There you will find:
* archive.tar.xz
You'll want to make a copy of this file to some project-specific working directory in your home directory (**~/src/unix/projects/arc0/**, perhaps?)
Essentially, I want you to do the following:
- Figure out the format of the archive, and read up on the available tools for manipulating it
- Extract the contents of the archive and study it (contents will extract to the current working directory, so you WILL want to be in a custom project directory)
- Analyze the filenames extracted from the archive. They are clues referring to single digit numbers.
* figure out the number and rename each file to its referenced number. The results should be in sequential order to one another.
- Study the files' contents.
* For 3/4 of the files, one or more levels of scrambling has taken place.
* **tac**(**1**) and/or **rev**(**1**) may be of considerable help
* When you successfully figure out how to unscramble the files, redirect the unscrambled output to its own unique file (preserving order).
* To **redirect output** you'll want to use the shell's **STDOUT I/O redirection** (the **>** symbol)
* once you have unscrambled/identified all 4 files, use **cat**(**1**) to combine all four parts into one master file called **result.txt**.
* Hint: the orientation should be from "back" to "front", with the "back" being on the left-most side, and the "front" being to the right, with expected up-down orientation (top is up, bottom is down).
- Create a new archive, called **myarchive1.tar** containing only your unscrambled pieces (not the scrambled, NOT the **result.txt**)
* do NOT store any paths in the archive, just put the files at base level
- Compress **myarchive1.tar** on second highest (on the best, not fastest end of the spectrum) compression level in gzip to create the appropriately named **myarchive1.tar.gz**
- Create (And compress) another archive, called **myarchive2.zip** containing both the scrambled (but numerically named) files along with your **result.txt** file.
- Submit both **myarchive1.tar.gz** and **myarchive2.zip** using the submit tool.

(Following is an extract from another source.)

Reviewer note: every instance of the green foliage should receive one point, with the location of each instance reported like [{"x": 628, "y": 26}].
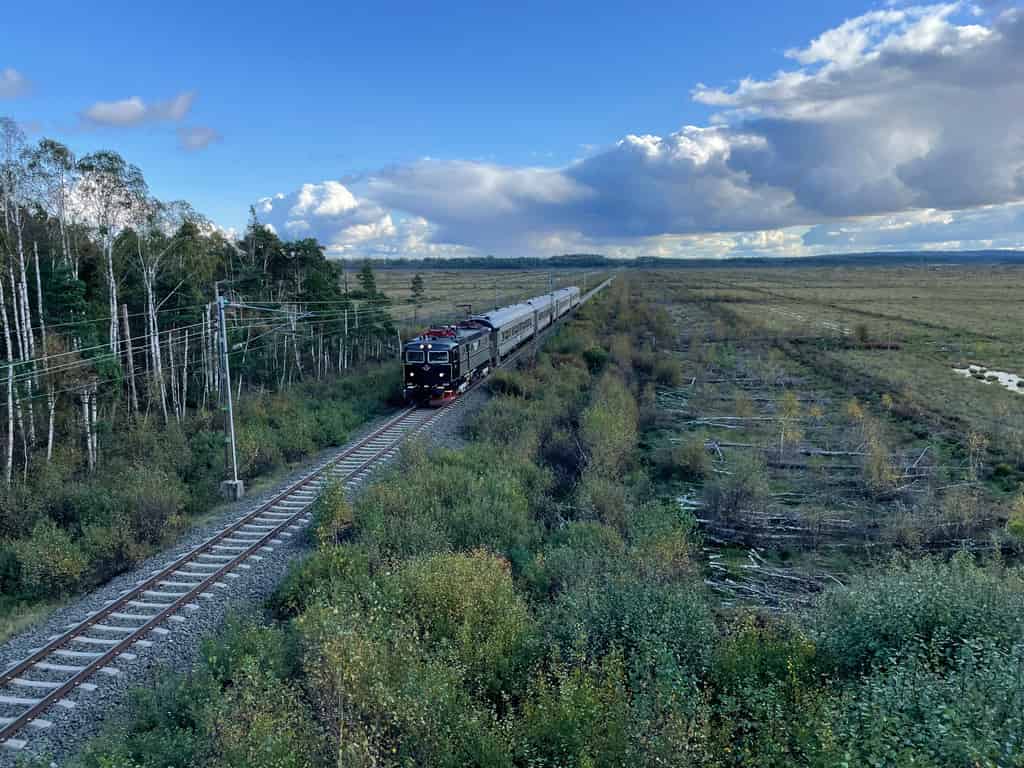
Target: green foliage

=====Orientation Hints=====
Should you need additional clarification on my orientation hint:
* the orientation should be from "back" to "front", with the "back" being on the left-most side, and the "front" being to the right, with expected up-down orientation (top is up, bottom is down).
This would be an image in accordance with the desired orientation (using the international LAIR orientation calibration image):
{{ :haas:spring2015:unix:projects:mudkip.jpg |}} (YES)

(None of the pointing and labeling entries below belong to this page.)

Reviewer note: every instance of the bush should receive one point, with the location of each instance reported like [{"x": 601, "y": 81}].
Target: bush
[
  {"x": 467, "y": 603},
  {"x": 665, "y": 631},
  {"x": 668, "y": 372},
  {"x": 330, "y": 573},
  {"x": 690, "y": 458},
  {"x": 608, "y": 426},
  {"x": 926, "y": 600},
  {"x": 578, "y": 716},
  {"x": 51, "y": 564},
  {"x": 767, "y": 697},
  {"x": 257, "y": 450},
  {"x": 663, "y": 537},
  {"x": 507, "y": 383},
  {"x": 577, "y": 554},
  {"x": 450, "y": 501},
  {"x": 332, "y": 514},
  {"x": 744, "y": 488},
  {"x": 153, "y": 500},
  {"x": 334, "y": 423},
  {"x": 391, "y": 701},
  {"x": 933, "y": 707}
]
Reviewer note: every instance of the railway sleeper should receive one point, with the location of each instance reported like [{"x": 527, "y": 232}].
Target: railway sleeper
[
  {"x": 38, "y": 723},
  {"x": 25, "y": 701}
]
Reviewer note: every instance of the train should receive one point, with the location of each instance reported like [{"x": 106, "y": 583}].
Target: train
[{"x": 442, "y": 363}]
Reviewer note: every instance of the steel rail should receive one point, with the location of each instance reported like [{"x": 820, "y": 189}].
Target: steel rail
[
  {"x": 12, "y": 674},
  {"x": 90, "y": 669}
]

Which is not to be confused with this, which would NOT be conformant with this project's specified end-product orientation:
{{ :haas:spring2015:unix:projects:perry_the_platypus_mudkip_hybrid_by_jackspade2012-d5jeedr.png?200 |}} (NO)
=====Reflection=====
Be sure to provide any commentary on your opus regarding realizations had and discoveries made during your pursuit of this project.
* Why do you suppose tar works the way it does?
* What might be some benefits of separating archival and compression functionality?
=====Submission=====
To successfully complete this project, the following criteria must be met:
* Submit a copy of your archives to me using the **submit** tool.
To submit this program to me using the **submit** tool, run the following command at your lab46 prompt:
$ submit unix arc0 myarchive1.tar.gz myarchive2.zip
Submitting unix project "arc0":
-> myarchive1.tar.gz(OK)
-> myarchive2.zip(OK)
SUCCESSFULLY SUBMITTED
You should get some sort of confirmation indicating successful submission if all went according to plan. If not, check for typos and or locational mismatches.